4. Sure fans in Montreal are disappointed with losing and I understand that coach Jacques Martin is able to coach and stress defensive strength with the best of them, but one thing the Habs should do next season is learning to push the game offensively over the course of a full 60 minutes. Too many times did the Habs turn tail and dig in defensively when getting a lead and with the sort of offensive talent they’ve got there’s zero reason to sit back and do that. With guys like Brian Gionta, Mike Cammalleri, and Andrei Kostitsyn there ready to break out and score, it’s a shame to not see them not utilized more for anything other than to just dump the puck into corners and go off for a change when they’ve got a lead.

That kind of strategy worked great before the lockout, now it leads to heart attack inducing closing minutes of games. In the Habs case, the final period and a half of a game would turn into a game of “dump the puck out of the zone and wait for a power play to go back on the attack.” It’s a crap style to play and while it’s hard to argue with a coach that’s made the playoffs doing things that way, playing it obscenely safe like that is death.

5. I can’t quite recall a round of the playoffs in the NHL being this exhilirating in a long time. The last hockey-related playoffs I can remember being this memorable was the 2009 NCAA Tournament that saw thrilling games, overtime games, and upsets all throughout the tournament that culminated with Boston University’s unreal comeback.

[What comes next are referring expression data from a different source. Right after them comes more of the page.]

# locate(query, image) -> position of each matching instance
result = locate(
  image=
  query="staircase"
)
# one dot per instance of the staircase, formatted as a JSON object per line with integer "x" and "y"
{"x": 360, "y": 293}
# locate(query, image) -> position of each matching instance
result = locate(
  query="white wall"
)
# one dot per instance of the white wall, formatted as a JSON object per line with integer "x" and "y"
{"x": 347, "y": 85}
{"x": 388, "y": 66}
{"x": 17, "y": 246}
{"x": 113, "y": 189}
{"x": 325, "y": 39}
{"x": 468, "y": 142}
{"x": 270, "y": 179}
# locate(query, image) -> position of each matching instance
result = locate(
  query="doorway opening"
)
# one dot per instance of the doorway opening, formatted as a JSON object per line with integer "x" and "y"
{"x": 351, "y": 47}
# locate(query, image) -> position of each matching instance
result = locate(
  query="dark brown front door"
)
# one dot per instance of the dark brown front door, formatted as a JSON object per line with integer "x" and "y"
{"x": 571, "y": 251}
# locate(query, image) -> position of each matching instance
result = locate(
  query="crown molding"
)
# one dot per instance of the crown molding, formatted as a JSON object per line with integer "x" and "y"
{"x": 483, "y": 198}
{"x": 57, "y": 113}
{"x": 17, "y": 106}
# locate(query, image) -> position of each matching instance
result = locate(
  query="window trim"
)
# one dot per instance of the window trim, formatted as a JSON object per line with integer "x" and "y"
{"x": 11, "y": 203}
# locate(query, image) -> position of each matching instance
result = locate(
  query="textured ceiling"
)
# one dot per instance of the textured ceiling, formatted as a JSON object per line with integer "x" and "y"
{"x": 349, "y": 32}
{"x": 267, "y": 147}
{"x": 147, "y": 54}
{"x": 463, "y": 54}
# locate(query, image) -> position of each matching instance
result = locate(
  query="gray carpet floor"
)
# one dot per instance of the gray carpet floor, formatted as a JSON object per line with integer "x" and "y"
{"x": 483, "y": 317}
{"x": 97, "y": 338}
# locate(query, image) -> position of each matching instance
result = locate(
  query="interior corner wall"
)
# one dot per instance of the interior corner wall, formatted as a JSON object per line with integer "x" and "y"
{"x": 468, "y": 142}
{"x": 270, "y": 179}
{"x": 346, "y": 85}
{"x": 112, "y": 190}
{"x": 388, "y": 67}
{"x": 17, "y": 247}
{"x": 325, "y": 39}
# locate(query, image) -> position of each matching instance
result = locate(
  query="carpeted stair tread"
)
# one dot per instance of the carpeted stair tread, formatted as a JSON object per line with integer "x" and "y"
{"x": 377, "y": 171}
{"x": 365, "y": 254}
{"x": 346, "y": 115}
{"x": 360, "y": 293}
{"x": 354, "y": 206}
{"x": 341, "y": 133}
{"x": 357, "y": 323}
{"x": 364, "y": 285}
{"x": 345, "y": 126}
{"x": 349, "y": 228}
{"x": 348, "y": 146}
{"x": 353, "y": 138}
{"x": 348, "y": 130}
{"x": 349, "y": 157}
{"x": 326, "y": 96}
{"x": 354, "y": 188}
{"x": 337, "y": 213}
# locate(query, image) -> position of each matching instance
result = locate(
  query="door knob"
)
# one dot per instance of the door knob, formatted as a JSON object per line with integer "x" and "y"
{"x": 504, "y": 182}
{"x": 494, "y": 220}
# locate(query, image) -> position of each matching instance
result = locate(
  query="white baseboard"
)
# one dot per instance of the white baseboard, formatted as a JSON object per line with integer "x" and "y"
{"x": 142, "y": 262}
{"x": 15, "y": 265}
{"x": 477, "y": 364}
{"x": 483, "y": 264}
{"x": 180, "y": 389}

There they came back from being down two goals in the final minute of the game to tie Miami University and then eventually winning the national championship in overtime.

This time around, we saw four series go to Game 7 and two of those Game 7s went to overtime. That’s just incredible drama to have right at the start of the playoffs. If you’re thinking the rest of the way will be hurting for drama, a pair of second round rematches with San Jose facing Detroit and Boston facing Philadelphia should convince you otherwise.

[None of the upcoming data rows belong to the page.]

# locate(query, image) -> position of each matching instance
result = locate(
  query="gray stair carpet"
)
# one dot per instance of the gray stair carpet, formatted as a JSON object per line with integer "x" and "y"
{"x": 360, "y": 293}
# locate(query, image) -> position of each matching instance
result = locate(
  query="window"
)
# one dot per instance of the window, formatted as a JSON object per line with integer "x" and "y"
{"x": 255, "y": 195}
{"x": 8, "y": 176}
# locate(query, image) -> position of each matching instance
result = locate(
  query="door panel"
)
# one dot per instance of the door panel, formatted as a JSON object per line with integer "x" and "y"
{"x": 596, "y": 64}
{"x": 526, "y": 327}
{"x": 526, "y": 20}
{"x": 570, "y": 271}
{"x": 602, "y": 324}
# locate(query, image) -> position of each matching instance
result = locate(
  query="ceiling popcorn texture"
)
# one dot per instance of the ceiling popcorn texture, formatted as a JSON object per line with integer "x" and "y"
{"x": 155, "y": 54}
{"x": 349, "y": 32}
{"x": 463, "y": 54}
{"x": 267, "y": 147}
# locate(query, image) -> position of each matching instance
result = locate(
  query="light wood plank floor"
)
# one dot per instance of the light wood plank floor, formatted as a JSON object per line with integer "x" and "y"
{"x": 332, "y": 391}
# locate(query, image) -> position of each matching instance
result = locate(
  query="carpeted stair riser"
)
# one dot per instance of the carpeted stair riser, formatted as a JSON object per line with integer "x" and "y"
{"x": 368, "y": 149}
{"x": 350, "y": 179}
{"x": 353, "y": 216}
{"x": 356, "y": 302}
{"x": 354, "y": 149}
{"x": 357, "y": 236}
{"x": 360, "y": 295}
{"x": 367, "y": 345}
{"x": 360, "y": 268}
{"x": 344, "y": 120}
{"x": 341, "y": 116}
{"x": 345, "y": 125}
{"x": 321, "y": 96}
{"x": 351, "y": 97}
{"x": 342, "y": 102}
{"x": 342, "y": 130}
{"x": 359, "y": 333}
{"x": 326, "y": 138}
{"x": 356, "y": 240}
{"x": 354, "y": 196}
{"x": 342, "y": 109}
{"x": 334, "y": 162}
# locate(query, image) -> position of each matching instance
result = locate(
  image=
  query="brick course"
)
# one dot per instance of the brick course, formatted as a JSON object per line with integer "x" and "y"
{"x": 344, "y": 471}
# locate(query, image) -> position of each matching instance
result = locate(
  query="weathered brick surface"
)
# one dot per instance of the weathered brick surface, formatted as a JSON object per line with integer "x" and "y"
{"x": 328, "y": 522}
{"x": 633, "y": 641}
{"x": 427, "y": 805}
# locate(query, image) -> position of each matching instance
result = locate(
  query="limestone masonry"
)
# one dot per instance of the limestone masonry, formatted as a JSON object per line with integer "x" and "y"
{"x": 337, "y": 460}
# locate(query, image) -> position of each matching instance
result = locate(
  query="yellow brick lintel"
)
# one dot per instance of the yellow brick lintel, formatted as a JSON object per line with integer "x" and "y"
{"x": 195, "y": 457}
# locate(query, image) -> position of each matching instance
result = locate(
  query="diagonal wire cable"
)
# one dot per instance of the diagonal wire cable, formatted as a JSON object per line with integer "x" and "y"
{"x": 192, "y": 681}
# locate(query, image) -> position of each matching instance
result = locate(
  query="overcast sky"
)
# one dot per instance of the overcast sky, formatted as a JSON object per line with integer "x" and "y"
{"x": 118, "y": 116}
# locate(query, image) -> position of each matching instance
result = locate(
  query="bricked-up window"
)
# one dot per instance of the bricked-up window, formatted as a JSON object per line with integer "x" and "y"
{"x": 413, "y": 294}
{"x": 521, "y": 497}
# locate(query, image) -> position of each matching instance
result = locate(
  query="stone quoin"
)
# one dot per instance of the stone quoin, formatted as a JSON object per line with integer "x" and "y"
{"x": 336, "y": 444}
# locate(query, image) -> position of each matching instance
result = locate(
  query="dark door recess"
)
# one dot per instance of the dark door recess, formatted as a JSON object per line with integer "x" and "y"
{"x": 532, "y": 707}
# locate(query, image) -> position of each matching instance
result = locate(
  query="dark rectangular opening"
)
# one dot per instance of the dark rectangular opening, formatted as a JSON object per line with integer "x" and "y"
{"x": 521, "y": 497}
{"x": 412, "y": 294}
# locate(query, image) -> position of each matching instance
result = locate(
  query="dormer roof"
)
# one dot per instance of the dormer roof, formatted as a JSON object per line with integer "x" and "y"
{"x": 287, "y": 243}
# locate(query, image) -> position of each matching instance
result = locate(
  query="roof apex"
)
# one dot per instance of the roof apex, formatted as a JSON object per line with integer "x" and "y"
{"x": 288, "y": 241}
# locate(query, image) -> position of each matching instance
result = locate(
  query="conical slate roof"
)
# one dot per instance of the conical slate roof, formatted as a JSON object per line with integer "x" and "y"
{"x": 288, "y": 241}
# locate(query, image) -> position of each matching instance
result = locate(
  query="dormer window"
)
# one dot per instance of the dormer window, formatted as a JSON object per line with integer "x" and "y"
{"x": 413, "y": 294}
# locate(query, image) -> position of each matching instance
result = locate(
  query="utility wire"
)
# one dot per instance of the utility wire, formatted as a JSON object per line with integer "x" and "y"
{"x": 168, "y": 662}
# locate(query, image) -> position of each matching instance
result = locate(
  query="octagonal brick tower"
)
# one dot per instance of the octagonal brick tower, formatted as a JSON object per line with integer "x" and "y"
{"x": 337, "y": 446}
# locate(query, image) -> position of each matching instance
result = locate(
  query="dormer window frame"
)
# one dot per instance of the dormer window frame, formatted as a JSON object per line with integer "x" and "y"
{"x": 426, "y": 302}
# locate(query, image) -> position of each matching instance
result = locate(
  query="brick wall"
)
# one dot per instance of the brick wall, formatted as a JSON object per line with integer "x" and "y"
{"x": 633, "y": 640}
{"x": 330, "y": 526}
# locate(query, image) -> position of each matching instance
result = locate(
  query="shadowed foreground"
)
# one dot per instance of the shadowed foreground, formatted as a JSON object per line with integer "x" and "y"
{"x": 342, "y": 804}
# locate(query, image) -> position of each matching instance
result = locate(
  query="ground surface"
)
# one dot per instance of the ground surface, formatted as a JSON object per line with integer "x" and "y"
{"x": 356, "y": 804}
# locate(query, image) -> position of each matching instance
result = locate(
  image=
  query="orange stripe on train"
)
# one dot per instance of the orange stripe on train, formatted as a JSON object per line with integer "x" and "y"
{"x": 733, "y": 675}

  1. murraychadwick - Apr 28, 2011 at 9:56 AM

    You failed to mention how Boucher is going to set back the NHL 10 years with his “Super” Trap system. Every team in the league that can’t compete with other team’s skill level is going to copy his system and turn the game into a joke. It was an absolute joke to watch that series and see Tampa attempt to forecheck only when the play was in transition. Their 1-3-1 system is an embarrasment to the game.

    • phintasm - Apr 28, 2011 at 1:01 PM

      Sour grapes, anyone?

      • psujay - Apr 28, 2011 at 2:33 PM

        I’d prefer that to the Pittsburgh system of having your fans abandon the team and go bankrupt within 5 years of the death of your star player (Briere), fans not caring at all if you don’t have a superstar and the team fearing bankruptcy if they don’t tank to get a superstar, tanking so bad there’s an investigation (Lemieux), winning back to back Cups, losing the superstar and then going bankrupt within 6 years of back to back Cups, lather, rinse, repeat (Crosby).

        We don’t want teams copying the Pittsburgh system. My team may never win, but at least our fanbase is respected outside of our own city. I mean I guess it works a lot better than trading four first round picks for Phil Kessel, but so what if your team loses its soul?

        Just saying, don’t complain because you got a few high picks, won a Cup, and then had to deal with a down year due to injury.

        And Tampa is NOT “less talented” than other teams. They have a ton of talent…just none of them are on defense except Hedman.

  2. drillsetc - Apr 28, 2011 at 10:44 AM

    All good points. It would be nice to see Montreal open it up a little bit, but then again they have had injury issues on the back end all year.